Home health suppliers and providers expressed serious concerns last week that a new program from the CMS will compromise both access and quality for patients who receive care at home.
Critics lambaste CMS' Medicare bidding program
This month, the CMS announced the first round of a competitive bidding program that will be used to set the price that Medicare pays for durable medical equipment, prosthetics, orthotics and supplies. In doing so, the program will replace Medicare's existing fee schedule amounts with market-based prices, and, according to the CMS, will allow beneficiaries in Charlotte, N.C.; Cincinnati; Cleveland; Dallas; Kansas City, Mo.; Miami; Orlando, Fla.; Pittsburgh; and Riverside, Calif., to see lower prices for supplies beginning Jan. 1, 2011.
But while the CMS is touting the program as a huge money-saver—the agency estimates it will save $17 billion over 10 years with an average of 32% off the current cost of items—others have referred to the process as “suicide bids” that will result in putting companies out of business and harming the quality of care.
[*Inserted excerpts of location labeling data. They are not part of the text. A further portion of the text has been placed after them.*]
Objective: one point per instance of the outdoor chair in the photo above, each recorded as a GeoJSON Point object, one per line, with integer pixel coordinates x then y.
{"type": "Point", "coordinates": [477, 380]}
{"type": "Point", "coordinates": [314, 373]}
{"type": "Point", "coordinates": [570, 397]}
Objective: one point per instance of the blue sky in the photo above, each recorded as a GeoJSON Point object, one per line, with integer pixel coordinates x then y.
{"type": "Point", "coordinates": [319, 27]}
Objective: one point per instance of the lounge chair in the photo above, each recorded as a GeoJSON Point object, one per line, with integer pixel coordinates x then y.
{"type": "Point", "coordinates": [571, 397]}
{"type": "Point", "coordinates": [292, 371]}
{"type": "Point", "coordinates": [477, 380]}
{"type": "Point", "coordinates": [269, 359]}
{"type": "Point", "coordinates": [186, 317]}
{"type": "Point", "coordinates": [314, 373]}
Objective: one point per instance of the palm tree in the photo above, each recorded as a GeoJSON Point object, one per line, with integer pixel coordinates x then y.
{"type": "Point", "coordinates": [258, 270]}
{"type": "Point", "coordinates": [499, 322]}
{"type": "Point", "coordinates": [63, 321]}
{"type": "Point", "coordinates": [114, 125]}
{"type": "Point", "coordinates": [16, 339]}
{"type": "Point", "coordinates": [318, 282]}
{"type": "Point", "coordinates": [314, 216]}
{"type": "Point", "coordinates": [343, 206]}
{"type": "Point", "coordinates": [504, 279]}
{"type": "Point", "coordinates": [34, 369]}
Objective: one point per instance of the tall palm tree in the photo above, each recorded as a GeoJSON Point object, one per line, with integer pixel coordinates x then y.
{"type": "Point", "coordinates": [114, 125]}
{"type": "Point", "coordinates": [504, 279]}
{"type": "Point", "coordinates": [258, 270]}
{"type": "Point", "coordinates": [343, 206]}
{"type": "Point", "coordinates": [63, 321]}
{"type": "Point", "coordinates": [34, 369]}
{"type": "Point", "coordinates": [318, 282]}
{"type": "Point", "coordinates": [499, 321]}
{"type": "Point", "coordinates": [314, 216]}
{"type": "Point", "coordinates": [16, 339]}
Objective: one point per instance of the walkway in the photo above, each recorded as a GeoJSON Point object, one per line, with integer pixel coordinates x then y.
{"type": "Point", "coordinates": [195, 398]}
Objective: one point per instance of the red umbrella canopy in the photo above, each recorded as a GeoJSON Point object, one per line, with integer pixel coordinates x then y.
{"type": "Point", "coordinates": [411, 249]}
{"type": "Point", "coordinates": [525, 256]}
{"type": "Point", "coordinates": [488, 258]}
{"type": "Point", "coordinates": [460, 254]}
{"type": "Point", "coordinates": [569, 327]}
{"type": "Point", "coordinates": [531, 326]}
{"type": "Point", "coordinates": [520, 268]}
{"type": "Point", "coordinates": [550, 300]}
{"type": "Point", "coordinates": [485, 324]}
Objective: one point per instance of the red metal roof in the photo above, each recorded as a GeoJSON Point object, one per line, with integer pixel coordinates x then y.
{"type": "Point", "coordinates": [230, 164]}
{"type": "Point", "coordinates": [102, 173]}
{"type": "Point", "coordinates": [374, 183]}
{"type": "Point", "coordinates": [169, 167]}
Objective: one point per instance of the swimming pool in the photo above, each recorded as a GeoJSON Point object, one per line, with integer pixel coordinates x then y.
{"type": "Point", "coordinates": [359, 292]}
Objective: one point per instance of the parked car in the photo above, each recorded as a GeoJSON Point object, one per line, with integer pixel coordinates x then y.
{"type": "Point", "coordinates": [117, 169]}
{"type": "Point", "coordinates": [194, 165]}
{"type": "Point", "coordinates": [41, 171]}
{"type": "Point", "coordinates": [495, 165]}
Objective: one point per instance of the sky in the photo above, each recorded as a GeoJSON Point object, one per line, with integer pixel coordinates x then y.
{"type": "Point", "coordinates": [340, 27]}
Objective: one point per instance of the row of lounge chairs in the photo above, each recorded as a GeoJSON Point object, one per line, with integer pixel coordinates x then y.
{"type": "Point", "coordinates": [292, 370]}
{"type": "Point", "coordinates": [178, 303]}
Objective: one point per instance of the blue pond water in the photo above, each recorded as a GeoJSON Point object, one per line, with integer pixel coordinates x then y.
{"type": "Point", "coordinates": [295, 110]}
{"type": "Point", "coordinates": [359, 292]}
“Any winning bidder will have to make drastic reductions in staff,” said John Reed, executive vice president and chief operating officer of Pro2 Respiratory Services in Cincinnati. “We're estimating that about 100,000 jobs would be lost,” he said, quoting a figure from the American Association for Homecare about the number of expected labor cuts because of the closing of small businesses. “If you win the bid, you're cutting your staff in half,” he said. “If you lose, you're laying them off.”
Referring to the process as a “price-point free-for-all,” Reed said there are only a handful of line items that his company can target for savings, which, in turn, could endanger patient care. These include capital equipment, which would mean companies would continue to use aging, fragile equipment; disposable supplies, which would result in choosing the cheapest rather than the best supplies; and labor, which would mean a loss in staff who administer to patients.
Reed's concerns were echoed by Michele Quirolo, president and CEO of the Visiting Nurse Association of Hudson Valley in Tarrytown, N.Y., which is a member of the National Association for Home Care & Hospice. “There are a lot of unknowns in it, but I think it could limit access to medically necessary products and services that the home medical equipment providers provide to home health agencies,” Quirolo said. “How do they come in with a lower bid, given that costs are rising? It's usually reducing or eliminating product lines,” she said.
“When new things come up,” Quirolo added, “are you going to be able to provide it, or is it the old equipment because it's cheaper?”
The DME competitive bidding program was established by the Medicare Modernization Act of 2003 and was implemented for a short time in 2008 before the Medicare Improvements for Patients and Providers Act of that year ended the supplier contracts, temporarily delayed the program and made changes.